The Importance of API “Transports”

SQL Databases are dead

There I said it. I jumped the NoSQL waggon and I refuse to use anything that is remotely uncool and old.

Of course the above is a lie. Well kind of. In reality I do think that the interface by which you communicate with a SQL database is dead (or rather should be, but so should FTP — another story — still there are a few people left using it).

I’m not really talking about the query language itself, I’m talking about the “transport” (lacking a better word).

So is (nearly) any other protocol

I’ll leave the kool new aid road now and talk about the transport stuff a bit.

My problem with API interfaces currently is that the usage of these interfaces is quite annoying. Let’s look at the products that people use all over the web.

Say you go to Facebook or Google and what to use their API to do something with the social networks represented by the data. On the API page of Facebook you’ll find some source package that implements a transport protocol, a domain specific language and to complicate things a bit further also a certain data representation.

Reality is that right now to use some service on the Internet there is only a single transport protocol. HTTP, maybe add SSL on top of that but the transport is HTTP. I’m not saying that the HTTP protocol is the ultimate protocol. It’s shortcomings are quite well known.

The point is that you can solve a whole set of problems all in one go and be done with it.

Back to the SQL Example

So you have this cool new project and decided to use some relational database system. Now you also decide to use a framework that relies on interactions with other systems being non-blocking. So you run around the web and look for some non-blocking driver for you RDBMS of choice.

Then you run around the web and look for some non-blocking driver for you storage part, then you run around the web…(you get the idea).

Now if all your satellite systems would be exposed oder HTTP you’d…run around the web and look for a non-blocking HTTP client and be done with this category of problems.

Just don’t use HTTP…please!

Please, please, please…don’t just use HTTP because I used it as an example here.

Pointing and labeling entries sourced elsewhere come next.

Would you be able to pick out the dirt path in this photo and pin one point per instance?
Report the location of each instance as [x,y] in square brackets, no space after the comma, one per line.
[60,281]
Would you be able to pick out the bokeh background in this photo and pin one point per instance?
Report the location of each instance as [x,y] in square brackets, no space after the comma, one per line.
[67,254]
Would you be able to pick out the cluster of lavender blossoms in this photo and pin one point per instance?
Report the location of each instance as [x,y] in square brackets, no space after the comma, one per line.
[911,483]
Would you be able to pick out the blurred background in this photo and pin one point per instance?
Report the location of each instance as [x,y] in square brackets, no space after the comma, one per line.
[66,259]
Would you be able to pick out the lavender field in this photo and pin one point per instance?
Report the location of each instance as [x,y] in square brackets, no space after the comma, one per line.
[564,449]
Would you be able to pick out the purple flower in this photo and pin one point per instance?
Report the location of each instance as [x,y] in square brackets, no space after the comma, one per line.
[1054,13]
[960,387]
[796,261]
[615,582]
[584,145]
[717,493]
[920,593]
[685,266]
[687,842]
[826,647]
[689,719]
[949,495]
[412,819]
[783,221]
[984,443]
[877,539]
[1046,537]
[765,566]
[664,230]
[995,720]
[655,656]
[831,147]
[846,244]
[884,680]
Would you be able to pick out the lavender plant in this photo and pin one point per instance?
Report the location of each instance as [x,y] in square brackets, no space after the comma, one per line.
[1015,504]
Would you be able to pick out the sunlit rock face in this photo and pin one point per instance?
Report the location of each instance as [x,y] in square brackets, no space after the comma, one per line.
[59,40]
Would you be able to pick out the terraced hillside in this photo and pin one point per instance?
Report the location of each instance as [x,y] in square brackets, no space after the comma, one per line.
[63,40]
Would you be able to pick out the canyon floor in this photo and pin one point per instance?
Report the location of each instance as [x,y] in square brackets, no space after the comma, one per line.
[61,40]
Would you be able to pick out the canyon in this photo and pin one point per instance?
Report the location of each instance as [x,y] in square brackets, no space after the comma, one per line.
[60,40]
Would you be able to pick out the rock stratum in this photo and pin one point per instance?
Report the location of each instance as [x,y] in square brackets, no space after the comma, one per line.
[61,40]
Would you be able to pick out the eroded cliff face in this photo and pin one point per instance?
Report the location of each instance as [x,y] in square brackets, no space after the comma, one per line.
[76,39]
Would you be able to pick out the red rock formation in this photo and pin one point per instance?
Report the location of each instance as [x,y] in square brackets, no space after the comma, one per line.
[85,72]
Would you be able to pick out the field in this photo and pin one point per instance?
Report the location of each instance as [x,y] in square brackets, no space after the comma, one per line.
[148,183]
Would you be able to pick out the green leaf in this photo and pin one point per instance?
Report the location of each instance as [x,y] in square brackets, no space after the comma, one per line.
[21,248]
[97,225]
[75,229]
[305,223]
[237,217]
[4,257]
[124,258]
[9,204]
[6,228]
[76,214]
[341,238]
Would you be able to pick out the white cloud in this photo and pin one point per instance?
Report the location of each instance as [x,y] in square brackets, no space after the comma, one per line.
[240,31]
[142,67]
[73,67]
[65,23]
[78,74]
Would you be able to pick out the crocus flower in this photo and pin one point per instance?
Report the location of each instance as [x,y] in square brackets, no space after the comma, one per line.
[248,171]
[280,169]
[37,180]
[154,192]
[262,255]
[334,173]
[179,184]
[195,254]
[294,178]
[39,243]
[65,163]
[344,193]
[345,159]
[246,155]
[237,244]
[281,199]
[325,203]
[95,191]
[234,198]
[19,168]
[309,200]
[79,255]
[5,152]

A unified (or generalized) transport really needs some serious thinking.

Of course you can just run away now and scream what kind of idiot I am, but the next time you run around the web and and look for a driver because the transport of services isn’t generalized enough to be reusable.

Also please don’t confuse the transport with the represenation — which should be considered equally important and would solve another stack of problems.

And if you go that last route, that still doesn’t say that should be only a single language per domain, having a single language per domain would be not that good without wasting further thoughts about those last two statements.